Just so there is clarity about mindfulness, Bays offers the following definition: "It is deliberately paying full attention to what is happening around and within you — in your body, heart, and mind. Mindfulness is awareness without criticism or judgment." This practice offers ample benefits to those who adhere to it over a lifetime: it trains and strengthens the body; it is good for the environment; it creates intimacy; it stops our struggling and conquers fear; and it supports our spiritual life.

In this paperback, Jan Chozen Bays has put together a set of mindfulness tools that can be used to deepen and enrich your everyday spirituality. For example, here is Bays' "Leave No Trace" exercise:

"Choose one room of your house and for one week try leaving no trace that you've used that space. The bathroom or kitchen works best for most people. If you've been doing something in that room, cooking a meal or taking a shower, clean up in such a way that you leave no signs that you've been there, except perhaps the odor of food or fragrance of soap."

In her exposition, the author writes: "In Zen paintings turtles symbolize this practice of leaving no traces, because they sweep the sand with their tails as they creep along, wiping out their footprints." Whenever we are tempted to leave a stack of dirty dishes in the kitchen sink or a pile of clothes on the floor of the bedroom, it would be helpful to bring into our minds an image of a turtle as a spur to clean up our messes and leave no trace.

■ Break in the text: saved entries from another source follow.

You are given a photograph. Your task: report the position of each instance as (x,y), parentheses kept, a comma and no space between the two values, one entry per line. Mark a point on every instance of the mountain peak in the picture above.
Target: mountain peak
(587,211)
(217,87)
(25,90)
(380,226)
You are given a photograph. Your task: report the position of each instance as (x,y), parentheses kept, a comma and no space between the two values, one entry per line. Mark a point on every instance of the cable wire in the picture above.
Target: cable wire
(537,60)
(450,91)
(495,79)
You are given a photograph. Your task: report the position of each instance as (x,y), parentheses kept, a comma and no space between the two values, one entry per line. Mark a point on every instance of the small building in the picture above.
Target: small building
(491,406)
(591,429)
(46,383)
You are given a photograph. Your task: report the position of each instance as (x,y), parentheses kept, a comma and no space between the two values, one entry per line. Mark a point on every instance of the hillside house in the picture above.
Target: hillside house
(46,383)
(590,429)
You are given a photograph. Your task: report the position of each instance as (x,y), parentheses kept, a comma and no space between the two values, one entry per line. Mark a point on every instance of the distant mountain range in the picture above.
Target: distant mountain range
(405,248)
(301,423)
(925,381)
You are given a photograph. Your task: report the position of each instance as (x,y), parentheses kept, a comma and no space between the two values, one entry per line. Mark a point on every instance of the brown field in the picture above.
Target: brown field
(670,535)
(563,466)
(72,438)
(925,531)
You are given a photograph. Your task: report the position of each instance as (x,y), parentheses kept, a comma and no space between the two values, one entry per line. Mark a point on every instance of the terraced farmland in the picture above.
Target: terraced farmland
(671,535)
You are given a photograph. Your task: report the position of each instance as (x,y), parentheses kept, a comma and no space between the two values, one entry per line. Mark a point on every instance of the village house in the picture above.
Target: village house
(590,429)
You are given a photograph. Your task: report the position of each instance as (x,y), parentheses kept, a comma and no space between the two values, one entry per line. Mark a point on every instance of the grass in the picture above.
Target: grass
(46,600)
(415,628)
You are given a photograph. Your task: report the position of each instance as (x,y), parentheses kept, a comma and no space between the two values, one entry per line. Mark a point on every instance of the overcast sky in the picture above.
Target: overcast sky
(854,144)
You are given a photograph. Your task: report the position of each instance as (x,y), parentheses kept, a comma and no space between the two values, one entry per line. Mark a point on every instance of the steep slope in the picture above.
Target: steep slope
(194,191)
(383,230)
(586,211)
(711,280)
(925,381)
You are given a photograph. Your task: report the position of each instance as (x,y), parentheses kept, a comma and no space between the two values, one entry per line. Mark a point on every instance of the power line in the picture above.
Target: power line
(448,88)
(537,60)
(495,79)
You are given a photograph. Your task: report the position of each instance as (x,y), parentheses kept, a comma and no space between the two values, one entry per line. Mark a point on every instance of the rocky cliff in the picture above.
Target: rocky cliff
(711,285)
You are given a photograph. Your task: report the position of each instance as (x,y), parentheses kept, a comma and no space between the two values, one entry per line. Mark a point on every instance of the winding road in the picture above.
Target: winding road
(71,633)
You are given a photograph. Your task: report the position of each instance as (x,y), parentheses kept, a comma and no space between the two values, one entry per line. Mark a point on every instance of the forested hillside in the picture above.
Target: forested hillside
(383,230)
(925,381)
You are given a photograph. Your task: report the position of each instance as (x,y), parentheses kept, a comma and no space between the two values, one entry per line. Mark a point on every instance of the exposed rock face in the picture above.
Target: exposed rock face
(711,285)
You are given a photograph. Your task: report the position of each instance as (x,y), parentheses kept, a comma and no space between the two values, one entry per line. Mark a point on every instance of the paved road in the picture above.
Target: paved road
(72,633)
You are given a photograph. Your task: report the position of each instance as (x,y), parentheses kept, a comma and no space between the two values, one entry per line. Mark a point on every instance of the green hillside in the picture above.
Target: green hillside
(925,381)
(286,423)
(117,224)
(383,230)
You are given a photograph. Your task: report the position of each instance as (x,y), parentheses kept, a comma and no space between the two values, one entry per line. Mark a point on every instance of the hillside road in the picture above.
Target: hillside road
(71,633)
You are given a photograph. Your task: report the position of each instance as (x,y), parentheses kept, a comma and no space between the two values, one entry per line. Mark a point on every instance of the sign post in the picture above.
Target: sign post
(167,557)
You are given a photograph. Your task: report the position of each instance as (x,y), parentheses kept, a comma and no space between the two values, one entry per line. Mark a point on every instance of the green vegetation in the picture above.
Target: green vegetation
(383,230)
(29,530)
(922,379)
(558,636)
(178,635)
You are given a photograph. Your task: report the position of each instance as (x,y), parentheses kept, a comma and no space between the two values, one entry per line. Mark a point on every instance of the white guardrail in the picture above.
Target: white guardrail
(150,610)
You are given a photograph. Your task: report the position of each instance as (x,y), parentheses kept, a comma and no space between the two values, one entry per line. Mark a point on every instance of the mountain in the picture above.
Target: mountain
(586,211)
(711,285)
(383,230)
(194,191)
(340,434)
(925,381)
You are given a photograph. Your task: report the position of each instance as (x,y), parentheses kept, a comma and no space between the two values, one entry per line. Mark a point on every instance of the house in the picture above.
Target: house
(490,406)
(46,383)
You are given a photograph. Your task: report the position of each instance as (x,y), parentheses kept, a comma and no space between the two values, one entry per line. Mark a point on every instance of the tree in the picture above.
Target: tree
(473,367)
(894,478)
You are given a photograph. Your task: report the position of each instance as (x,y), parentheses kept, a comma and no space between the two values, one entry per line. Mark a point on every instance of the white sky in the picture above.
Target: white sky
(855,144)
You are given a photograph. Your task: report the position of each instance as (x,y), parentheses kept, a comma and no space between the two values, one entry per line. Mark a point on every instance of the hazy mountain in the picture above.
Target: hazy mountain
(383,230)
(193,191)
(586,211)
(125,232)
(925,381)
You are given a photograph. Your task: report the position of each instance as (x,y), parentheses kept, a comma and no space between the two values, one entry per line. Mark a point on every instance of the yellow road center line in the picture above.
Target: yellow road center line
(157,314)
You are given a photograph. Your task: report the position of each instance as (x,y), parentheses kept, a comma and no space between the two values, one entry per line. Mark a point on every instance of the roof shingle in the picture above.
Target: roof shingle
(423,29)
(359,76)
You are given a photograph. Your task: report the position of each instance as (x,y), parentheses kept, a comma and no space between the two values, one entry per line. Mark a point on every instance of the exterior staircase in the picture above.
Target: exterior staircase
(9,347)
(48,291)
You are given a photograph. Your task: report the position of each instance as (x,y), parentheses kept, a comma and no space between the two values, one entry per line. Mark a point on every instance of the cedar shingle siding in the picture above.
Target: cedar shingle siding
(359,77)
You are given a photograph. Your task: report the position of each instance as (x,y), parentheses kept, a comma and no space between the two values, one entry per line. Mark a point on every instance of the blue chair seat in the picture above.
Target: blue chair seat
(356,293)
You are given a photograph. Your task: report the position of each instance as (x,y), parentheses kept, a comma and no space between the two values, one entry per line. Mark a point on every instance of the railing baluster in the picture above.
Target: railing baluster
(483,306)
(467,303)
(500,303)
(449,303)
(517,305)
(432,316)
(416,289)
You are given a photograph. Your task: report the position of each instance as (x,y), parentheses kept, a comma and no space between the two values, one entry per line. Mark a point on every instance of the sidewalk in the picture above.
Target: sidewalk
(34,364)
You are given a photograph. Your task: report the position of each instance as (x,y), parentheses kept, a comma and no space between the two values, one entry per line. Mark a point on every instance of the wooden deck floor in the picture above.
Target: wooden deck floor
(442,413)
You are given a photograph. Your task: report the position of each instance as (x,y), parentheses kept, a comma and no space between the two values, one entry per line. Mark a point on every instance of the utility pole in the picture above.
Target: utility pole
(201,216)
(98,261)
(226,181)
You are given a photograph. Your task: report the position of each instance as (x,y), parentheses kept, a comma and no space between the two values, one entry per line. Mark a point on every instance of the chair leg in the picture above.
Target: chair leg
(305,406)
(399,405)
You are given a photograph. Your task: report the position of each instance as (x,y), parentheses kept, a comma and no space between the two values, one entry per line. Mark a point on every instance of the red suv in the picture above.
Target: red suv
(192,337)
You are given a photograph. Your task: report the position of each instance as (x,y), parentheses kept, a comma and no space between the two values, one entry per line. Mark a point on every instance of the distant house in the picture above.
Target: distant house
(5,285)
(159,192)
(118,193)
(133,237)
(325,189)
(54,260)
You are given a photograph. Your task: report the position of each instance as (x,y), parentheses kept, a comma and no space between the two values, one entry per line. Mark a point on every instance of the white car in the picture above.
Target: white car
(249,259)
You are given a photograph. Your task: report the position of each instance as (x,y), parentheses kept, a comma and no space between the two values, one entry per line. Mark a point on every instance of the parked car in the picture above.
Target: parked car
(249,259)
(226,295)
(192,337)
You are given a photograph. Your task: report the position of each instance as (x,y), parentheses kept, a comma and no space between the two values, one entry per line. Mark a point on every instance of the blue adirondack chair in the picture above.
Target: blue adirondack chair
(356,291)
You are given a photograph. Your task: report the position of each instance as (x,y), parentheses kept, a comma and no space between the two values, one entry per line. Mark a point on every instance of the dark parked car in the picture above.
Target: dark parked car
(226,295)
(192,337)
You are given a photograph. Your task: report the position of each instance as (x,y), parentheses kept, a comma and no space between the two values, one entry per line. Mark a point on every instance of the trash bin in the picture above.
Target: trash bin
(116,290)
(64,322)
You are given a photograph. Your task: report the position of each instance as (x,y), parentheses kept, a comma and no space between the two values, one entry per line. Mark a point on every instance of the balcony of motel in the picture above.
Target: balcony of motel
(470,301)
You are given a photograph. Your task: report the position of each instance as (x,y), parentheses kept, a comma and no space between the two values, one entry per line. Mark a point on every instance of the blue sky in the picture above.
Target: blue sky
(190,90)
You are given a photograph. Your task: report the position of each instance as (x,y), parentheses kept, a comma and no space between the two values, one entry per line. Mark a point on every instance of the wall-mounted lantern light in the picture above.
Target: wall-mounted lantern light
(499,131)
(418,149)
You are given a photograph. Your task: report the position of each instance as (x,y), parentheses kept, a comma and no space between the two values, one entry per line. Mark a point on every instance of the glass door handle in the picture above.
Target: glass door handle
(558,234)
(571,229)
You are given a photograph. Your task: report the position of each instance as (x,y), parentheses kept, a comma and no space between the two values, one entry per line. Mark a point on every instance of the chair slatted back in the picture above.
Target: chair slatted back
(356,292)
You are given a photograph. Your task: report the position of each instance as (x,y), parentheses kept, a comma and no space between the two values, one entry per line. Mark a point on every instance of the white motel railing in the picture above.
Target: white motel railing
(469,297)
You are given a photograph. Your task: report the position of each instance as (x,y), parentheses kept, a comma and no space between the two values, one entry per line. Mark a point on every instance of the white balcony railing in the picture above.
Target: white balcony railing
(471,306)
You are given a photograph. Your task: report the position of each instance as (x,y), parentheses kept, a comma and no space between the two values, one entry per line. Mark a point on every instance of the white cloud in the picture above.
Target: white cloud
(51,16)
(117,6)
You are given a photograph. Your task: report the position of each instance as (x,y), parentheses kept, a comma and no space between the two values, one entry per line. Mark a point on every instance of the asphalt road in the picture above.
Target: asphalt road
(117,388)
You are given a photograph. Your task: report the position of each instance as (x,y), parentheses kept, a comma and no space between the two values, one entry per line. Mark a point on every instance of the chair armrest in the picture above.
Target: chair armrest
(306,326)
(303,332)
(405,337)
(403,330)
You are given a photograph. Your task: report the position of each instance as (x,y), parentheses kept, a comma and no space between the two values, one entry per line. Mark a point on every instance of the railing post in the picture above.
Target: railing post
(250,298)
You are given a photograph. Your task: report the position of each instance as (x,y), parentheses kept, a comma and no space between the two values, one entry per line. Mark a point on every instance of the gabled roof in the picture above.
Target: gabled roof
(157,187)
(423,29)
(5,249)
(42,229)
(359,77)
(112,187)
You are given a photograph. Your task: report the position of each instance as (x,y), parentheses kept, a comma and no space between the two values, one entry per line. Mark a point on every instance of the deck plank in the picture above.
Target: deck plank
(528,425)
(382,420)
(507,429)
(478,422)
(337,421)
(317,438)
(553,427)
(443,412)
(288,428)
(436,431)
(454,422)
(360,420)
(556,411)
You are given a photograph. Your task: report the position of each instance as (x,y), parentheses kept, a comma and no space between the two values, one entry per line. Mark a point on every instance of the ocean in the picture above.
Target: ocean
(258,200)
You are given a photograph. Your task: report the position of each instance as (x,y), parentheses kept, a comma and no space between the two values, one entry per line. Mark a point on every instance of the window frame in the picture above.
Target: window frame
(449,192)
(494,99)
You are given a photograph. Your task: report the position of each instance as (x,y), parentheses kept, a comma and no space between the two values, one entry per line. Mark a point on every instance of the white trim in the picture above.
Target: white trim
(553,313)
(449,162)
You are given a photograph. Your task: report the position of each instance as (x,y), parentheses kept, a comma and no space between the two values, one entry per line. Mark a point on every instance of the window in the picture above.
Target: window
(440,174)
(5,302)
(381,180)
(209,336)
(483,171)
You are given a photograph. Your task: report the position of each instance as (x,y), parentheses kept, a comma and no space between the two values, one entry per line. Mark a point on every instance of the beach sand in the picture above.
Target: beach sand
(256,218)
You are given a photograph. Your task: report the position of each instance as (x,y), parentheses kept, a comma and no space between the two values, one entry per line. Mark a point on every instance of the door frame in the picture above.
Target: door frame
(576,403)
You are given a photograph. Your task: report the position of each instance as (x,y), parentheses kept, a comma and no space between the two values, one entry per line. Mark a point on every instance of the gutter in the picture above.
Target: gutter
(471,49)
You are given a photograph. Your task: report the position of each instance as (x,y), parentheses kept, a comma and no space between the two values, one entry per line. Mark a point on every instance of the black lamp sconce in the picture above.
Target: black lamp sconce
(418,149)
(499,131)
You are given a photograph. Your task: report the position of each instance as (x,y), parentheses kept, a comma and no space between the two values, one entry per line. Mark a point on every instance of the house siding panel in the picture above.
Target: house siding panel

Here's another mindfulness practice: "Use loving hands and a loving touch, even with inanimate objects." Bays recounts how in Japan objects are often personified: tea whisks are given personal names and broken sewing needles are given funerals and laid to rest. She quotes Zen master Dogen who put this in perspective: "When you handle rice, water, or anything else, have the affectionate and caring concern of a parent raising a child."

Other mindfulness practices which we found helpful and healing are: Bottoms of the Feet, Notice Dislike, Signs of Aging, Be on Time, Impatience, Study Suffering, and Leave Things Better Than You Found Them. Bays has delivered a treasure trove of down-to-earth spiritual practices. We are so grateful for all the mindfulness which went into this project.